13 Mar 2026 02.30 PM - 03.30 PM LT28 Current Students

Abstract

What is the impact of each data point on model behaviour? This basic question is increasingly pertinent as data challenges emerge as key bottlenecks to progress and practical deployment of AI systems. In this talk, I present a data‑centric approach to developing principled methods to overcome practical AI deployment bottlenecks across the data‑model lifecycle: (a) data selection before/during training, and (b) data provenance after training.

First, I will discuss how algorithmically selecting the most impactful data points for model training can help overcome critical failure modes of Physics‑Informed Neural Networks (PINNs), leading to substantial performance gains on challenging PDE forward and inverse problems. Next, I will describe how it is possible to develop scalable and robust frameworks, based on data watermarking, to track whether data has been used to train LLMs or successfully removed from them in realistic settings.
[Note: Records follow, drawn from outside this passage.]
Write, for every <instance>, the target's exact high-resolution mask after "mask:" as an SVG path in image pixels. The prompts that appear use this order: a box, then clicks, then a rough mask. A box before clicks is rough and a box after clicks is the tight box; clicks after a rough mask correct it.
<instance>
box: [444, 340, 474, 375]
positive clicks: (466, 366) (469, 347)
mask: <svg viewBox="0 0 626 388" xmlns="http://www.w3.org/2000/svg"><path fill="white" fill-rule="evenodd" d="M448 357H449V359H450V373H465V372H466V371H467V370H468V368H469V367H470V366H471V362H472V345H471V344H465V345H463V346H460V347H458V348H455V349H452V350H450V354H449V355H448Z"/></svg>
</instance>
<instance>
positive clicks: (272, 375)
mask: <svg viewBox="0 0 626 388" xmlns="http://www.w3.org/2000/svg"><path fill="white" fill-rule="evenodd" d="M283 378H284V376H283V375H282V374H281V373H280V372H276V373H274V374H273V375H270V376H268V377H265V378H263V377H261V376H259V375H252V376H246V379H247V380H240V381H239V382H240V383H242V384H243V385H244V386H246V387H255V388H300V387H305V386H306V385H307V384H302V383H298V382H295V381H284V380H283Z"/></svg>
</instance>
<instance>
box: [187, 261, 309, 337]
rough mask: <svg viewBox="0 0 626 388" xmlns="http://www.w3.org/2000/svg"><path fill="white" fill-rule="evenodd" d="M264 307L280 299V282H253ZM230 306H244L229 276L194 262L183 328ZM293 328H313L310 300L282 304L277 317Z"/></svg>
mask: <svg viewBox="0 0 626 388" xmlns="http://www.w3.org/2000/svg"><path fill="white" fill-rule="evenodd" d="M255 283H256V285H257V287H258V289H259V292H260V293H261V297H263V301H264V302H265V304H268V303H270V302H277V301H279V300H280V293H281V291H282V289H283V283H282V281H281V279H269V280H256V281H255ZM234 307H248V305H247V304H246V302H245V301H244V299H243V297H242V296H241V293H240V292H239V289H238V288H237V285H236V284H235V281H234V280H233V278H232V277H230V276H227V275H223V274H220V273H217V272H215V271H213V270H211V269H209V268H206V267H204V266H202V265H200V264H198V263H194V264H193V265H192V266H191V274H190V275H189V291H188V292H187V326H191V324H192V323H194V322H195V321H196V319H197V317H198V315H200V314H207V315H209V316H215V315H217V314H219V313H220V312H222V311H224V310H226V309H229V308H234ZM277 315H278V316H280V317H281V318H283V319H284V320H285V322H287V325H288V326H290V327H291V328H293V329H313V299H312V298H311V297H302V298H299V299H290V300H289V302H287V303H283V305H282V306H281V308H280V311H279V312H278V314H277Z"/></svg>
Finally, I will outline how this approach can be extended to tackle major data challenges in AI for science, with the long‑term goal of building the data‑centric foundations needed for autonomous AI scientific systems that can drive the next generation of scientific discovery.

About the Speaker

Gregory is a final‑year PhD student in the School of Computing at the National University of Singapore, advised by Bryan Kian Hsiang Low and supported by the AISG PhD Fellowship. He has been a visiting researcher at the University of Oxford and the University of Washington, and prior to his PhD worked as a policymaker in the Singapore government and an entrepreneur. He holds a B.Sc. in Physics and Economics from MIT and a Master of Finance from MIT Sloan.

Gregory’s research takes a data‑centric view of machine learning and studies how individual data points shape model behaviour. He develops methods across the data‑model lifecycle, from data selection for scientific machine learning (e.g., experimental design and sample‑efficient learning for physics‑informed models) to data provenance for foundation models (e.g., tracking and verifying data usage and removal). His work has been published in top AI venues such as NeurIPS, ICLR, and EMNLP, including an ICLR Spotlight paper that received the Best Paper Award at the ICML AI for Science workshop. He has also been recognized for teaching via the NUS School of Computing Teaching Fellowship Scheme.